In progress, please contribute. Add your name if you contribute!
Contributor: Chen-Lin Zhang
Work in progress.
Multi-modal benchmarks tend to be clustered based on the different modalities. Here are the major benchmarks per category.
Vision-only datasets
RGB + Depth (2D + 3D):
RGB + Gaze:
GTEA Series (GTEA/EGTEA/GTEA Gaze/EGTEA Gaze+): a series of first-person vision datasets which include RGB and gaze information. This series is a fundamental dataset in first-person vision.
Vision+Language datasets
COCO: COCO is a common object dataset which includes common objects and related captions.
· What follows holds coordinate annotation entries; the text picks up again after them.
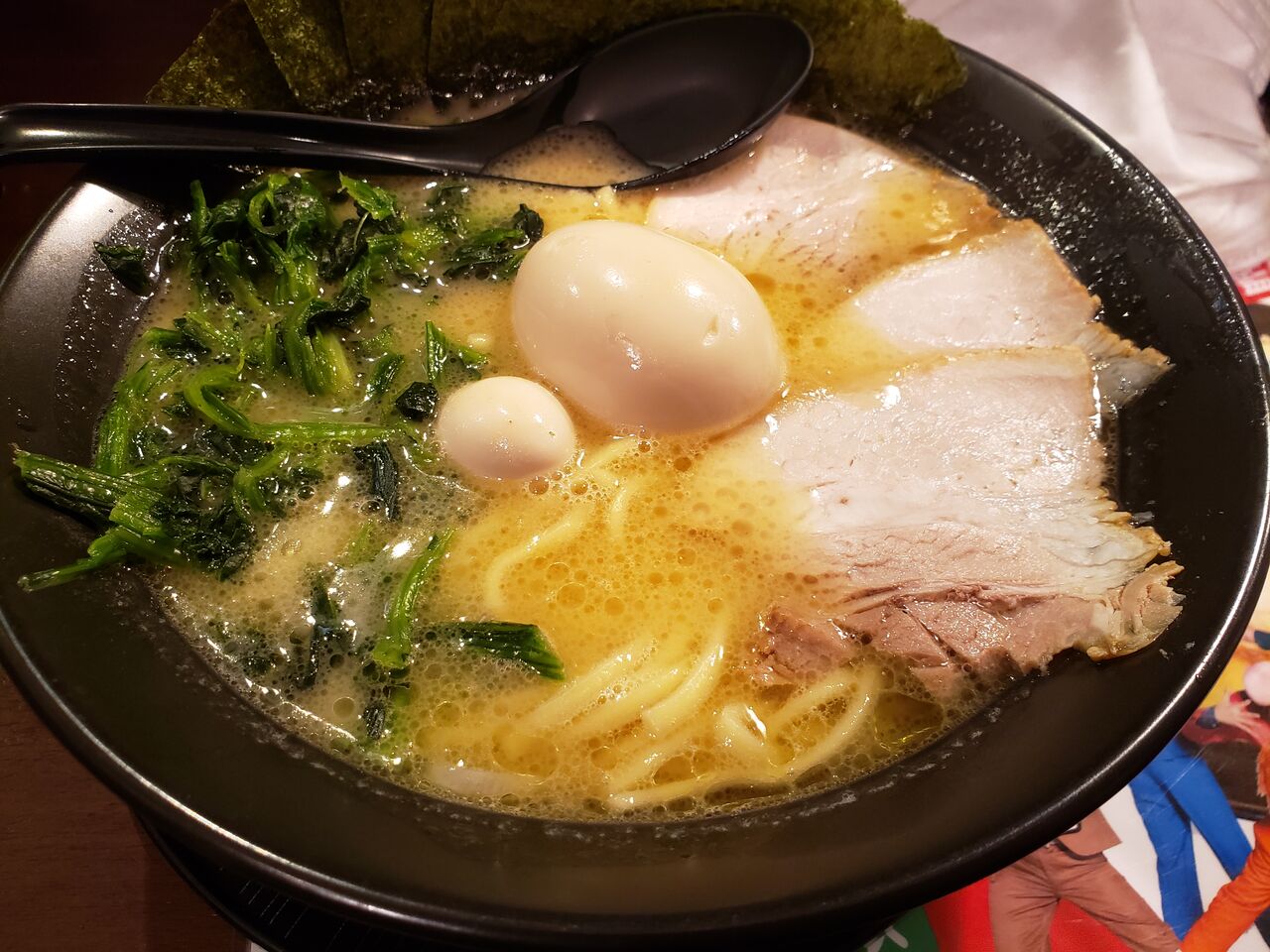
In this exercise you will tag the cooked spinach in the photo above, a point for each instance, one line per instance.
(127, 263)
(418, 402)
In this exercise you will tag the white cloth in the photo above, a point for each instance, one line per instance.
(1175, 81)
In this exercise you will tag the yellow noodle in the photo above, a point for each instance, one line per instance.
(647, 688)
(581, 692)
(842, 731)
(620, 507)
(610, 454)
(733, 729)
(634, 766)
(691, 694)
(808, 699)
(500, 565)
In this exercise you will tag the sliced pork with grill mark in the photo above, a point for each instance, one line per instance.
(811, 193)
(1008, 289)
(961, 525)
(807, 194)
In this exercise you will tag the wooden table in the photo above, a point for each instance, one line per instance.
(76, 873)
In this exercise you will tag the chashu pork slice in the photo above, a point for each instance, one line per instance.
(813, 193)
(1008, 289)
(802, 195)
(960, 524)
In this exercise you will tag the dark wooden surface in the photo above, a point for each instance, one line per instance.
(76, 873)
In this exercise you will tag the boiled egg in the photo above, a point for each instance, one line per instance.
(644, 330)
(506, 428)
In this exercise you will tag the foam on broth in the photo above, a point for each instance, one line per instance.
(647, 549)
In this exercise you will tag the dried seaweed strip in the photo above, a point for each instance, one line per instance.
(307, 40)
(388, 40)
(873, 60)
(229, 64)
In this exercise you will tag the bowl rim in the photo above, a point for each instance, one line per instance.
(502, 924)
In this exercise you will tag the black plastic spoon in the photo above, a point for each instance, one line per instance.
(683, 96)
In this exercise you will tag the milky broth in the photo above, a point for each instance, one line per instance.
(645, 549)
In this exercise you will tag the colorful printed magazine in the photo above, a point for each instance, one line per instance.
(1180, 858)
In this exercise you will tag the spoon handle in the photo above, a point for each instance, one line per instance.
(58, 132)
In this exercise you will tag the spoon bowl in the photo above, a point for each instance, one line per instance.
(683, 96)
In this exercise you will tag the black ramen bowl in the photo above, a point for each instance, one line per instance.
(135, 702)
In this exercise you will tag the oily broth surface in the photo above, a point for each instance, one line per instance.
(640, 548)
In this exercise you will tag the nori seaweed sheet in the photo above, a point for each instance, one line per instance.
(871, 60)
(229, 64)
(307, 39)
(388, 40)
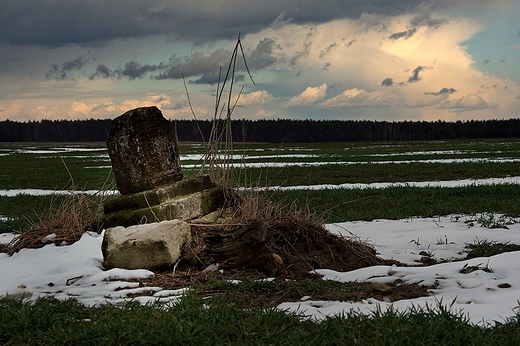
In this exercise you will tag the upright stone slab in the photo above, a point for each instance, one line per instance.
(143, 149)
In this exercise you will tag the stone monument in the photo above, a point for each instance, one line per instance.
(146, 224)
(143, 149)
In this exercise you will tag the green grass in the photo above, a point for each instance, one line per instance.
(337, 205)
(194, 321)
(237, 317)
(48, 166)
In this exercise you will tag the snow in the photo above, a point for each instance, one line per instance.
(476, 294)
(76, 271)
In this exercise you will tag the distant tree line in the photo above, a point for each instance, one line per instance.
(289, 131)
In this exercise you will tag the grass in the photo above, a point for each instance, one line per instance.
(340, 205)
(193, 321)
(237, 318)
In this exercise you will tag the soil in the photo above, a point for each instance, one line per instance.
(285, 249)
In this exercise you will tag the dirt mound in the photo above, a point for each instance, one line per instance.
(275, 243)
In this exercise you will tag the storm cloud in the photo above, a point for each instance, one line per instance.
(415, 74)
(92, 23)
(64, 70)
(387, 82)
(443, 91)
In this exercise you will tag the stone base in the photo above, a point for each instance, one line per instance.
(184, 200)
(152, 246)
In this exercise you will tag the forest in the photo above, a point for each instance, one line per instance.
(270, 131)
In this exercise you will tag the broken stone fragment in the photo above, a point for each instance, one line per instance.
(185, 200)
(152, 246)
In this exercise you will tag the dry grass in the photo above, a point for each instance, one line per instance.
(64, 223)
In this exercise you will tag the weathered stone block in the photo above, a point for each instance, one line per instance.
(144, 151)
(150, 246)
(184, 200)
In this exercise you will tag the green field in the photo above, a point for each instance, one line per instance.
(80, 167)
(87, 167)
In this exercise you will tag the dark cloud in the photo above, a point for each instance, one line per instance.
(102, 71)
(424, 18)
(63, 71)
(387, 82)
(201, 67)
(263, 55)
(133, 70)
(443, 91)
(198, 64)
(415, 74)
(97, 22)
(403, 34)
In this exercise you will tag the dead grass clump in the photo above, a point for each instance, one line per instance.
(261, 235)
(63, 224)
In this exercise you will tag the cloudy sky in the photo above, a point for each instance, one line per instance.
(310, 59)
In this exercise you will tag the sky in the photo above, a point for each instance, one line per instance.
(309, 59)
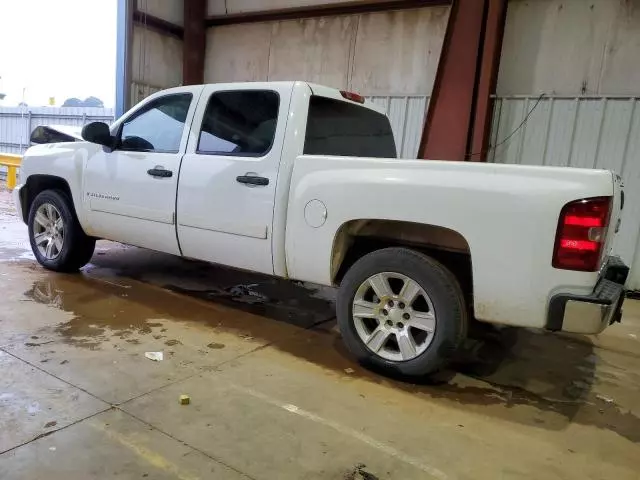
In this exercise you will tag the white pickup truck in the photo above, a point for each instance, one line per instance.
(302, 181)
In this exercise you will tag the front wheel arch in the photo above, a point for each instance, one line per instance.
(36, 184)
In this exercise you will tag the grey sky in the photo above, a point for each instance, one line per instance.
(57, 48)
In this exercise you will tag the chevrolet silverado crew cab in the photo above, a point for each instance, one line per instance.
(302, 181)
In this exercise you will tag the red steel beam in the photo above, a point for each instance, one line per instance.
(488, 77)
(348, 8)
(195, 42)
(450, 114)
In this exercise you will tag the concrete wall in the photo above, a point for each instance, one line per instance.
(386, 53)
(571, 47)
(169, 10)
(156, 62)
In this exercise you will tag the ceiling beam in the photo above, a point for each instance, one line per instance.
(349, 8)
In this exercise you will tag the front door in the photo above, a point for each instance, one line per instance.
(228, 176)
(131, 191)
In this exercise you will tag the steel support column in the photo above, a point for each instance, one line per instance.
(487, 78)
(195, 41)
(459, 111)
(123, 57)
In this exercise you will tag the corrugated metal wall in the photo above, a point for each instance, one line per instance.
(406, 114)
(583, 131)
(17, 123)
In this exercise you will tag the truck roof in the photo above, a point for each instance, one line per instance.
(316, 89)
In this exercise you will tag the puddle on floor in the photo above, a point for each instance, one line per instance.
(552, 376)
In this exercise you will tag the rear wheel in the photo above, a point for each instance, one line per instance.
(401, 311)
(57, 239)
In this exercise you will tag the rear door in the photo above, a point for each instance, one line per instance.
(228, 176)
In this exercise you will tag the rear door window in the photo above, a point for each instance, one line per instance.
(240, 123)
(340, 128)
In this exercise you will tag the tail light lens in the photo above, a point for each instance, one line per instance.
(582, 229)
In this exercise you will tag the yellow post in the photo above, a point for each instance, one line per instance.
(12, 162)
(11, 177)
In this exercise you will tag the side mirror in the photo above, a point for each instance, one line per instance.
(97, 132)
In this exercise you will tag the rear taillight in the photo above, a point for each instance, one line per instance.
(582, 229)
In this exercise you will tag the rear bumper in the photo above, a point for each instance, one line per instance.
(592, 313)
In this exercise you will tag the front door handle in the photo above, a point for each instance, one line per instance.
(160, 172)
(253, 180)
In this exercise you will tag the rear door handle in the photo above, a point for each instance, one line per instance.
(253, 180)
(160, 172)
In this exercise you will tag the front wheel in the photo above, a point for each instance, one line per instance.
(57, 239)
(401, 311)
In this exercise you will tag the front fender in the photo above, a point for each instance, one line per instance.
(66, 161)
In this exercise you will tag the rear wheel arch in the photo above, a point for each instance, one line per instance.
(357, 238)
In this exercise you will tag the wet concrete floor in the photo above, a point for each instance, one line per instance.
(274, 395)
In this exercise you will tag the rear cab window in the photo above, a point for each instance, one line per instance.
(341, 128)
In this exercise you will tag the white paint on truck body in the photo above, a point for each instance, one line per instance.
(507, 214)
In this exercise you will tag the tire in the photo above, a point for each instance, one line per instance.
(71, 248)
(440, 297)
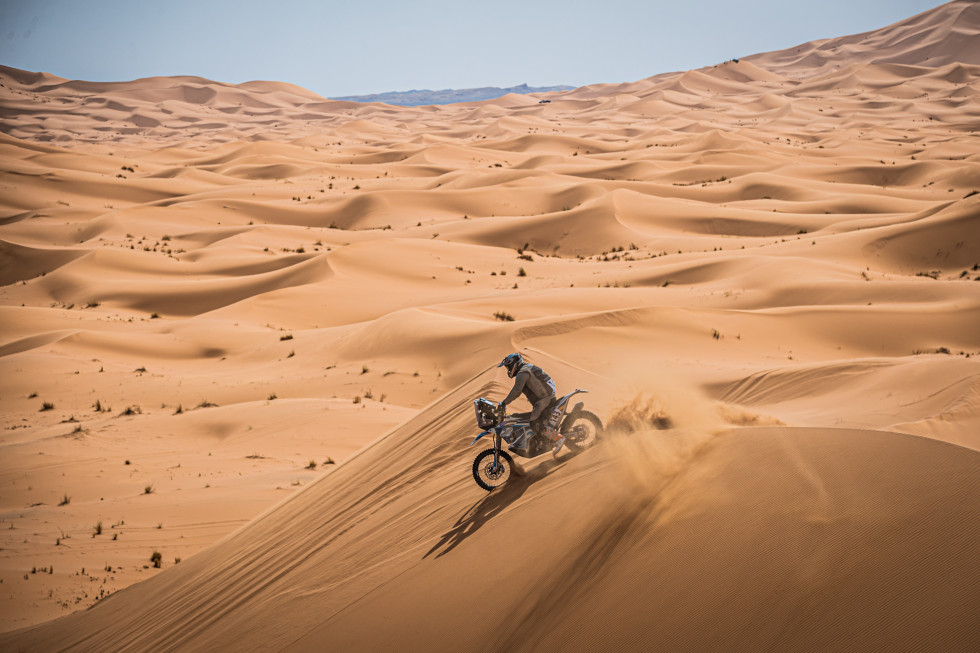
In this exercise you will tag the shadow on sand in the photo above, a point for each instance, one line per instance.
(494, 503)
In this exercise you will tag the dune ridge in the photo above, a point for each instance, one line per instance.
(766, 269)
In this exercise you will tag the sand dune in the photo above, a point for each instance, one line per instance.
(212, 293)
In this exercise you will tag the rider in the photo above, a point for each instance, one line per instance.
(537, 386)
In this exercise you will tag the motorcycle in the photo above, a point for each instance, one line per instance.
(492, 467)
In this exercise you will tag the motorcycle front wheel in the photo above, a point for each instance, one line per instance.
(583, 429)
(490, 476)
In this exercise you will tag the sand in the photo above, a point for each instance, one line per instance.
(242, 326)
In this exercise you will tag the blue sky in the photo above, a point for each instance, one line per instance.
(341, 47)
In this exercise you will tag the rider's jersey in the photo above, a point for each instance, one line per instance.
(534, 382)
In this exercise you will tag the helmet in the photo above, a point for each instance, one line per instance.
(513, 363)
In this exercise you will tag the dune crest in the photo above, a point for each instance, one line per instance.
(241, 328)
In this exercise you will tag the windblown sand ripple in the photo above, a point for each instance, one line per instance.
(767, 268)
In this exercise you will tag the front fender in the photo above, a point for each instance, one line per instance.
(487, 432)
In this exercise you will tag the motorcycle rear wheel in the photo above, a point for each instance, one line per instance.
(486, 475)
(583, 430)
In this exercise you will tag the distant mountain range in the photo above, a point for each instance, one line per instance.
(423, 97)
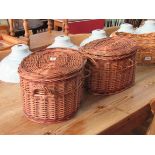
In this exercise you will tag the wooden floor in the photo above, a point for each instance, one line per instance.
(116, 114)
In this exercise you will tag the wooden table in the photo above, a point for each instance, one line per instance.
(116, 114)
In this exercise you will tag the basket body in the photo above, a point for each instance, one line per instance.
(146, 46)
(51, 99)
(109, 74)
(112, 76)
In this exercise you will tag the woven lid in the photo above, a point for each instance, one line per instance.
(108, 47)
(51, 63)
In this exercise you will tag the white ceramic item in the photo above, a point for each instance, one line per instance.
(96, 34)
(9, 65)
(126, 27)
(148, 27)
(64, 42)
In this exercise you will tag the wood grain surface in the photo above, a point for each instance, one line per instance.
(116, 114)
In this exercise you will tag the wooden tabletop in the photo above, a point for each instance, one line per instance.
(115, 114)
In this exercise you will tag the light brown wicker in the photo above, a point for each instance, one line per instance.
(146, 46)
(113, 68)
(52, 84)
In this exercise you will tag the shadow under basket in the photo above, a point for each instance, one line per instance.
(111, 62)
(52, 84)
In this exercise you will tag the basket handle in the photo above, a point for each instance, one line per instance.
(89, 58)
(46, 91)
(131, 65)
(88, 72)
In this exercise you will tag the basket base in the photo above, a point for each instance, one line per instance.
(113, 93)
(49, 121)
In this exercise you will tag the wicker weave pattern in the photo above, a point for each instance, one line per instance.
(146, 46)
(111, 73)
(55, 97)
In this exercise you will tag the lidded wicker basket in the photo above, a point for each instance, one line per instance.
(52, 84)
(145, 44)
(113, 68)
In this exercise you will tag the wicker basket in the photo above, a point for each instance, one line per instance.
(112, 65)
(52, 84)
(146, 46)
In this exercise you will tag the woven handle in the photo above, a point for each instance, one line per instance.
(88, 57)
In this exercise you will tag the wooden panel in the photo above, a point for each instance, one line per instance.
(115, 114)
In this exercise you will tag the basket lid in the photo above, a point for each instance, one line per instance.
(51, 63)
(108, 47)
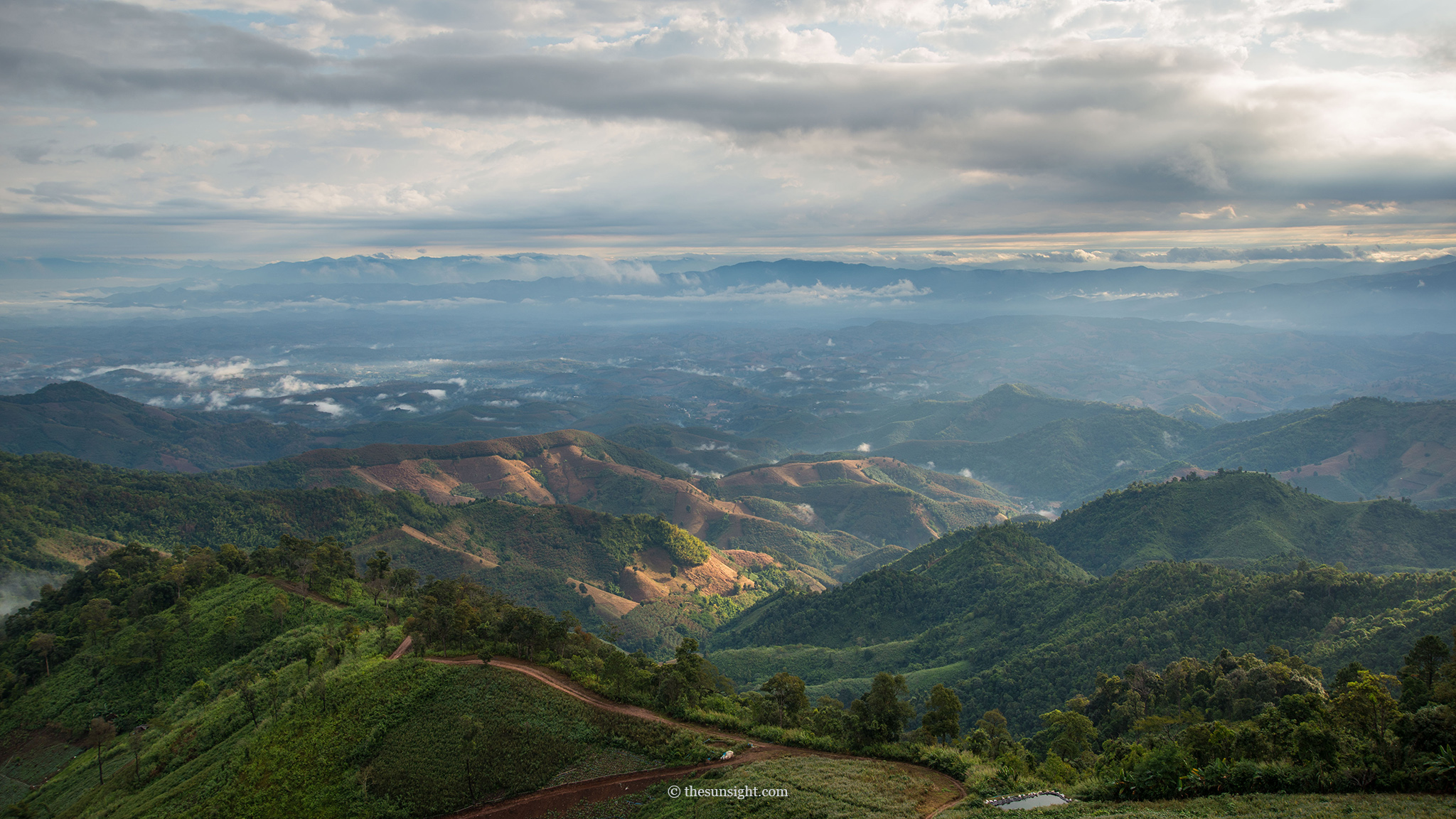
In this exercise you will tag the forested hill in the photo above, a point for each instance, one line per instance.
(1242, 518)
(1027, 643)
(933, 585)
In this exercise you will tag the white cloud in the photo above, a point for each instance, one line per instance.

ActivityNet: ActivityNet contains a wide range of complex human activities that are of interest to people in their daily living. Extra captions are provided.
NUS-WIDE: NUS-WIDE contains 269,648 images and the associated tags from Flickr, with a total number of 5,018 unique tags;
Flickr-30K: The Flickr30k dataset contains 31,000 images collected from Flickr, together with 5 reference sentences provided by human annotators.
Visual Genome: Visual Genome is a knowledge database for connecting image concepts to language.
LAION-5B: LAION-5B is the biggest paired large-scale dataset with images and texts. It can be trained for AI-generated contents and unified vision-language models.
Vision+Audio datasets
AVA: AVA is a project that provides audiovisual annotations of video for improving our understanding of human activity. AVA contains an extra speaker identification dataset.
VGG-Sound: VGG-Sound is an audio-visual correspondent dataset consisting of short clips of audio sounds, extracted from videos uploaded to YouTube.
ACAV100M: ACAV100M is an automatically curated dataset of 10-seconds clips with high audio-visual correspondence.
Vision+Audio+Language datasets
Ego4D: Ego4D is A massive-scale, egocentric dataset and benchmark suite collected across 74 worldwide locations and 9 countries, with over 3,670 hours of daily-life activity video.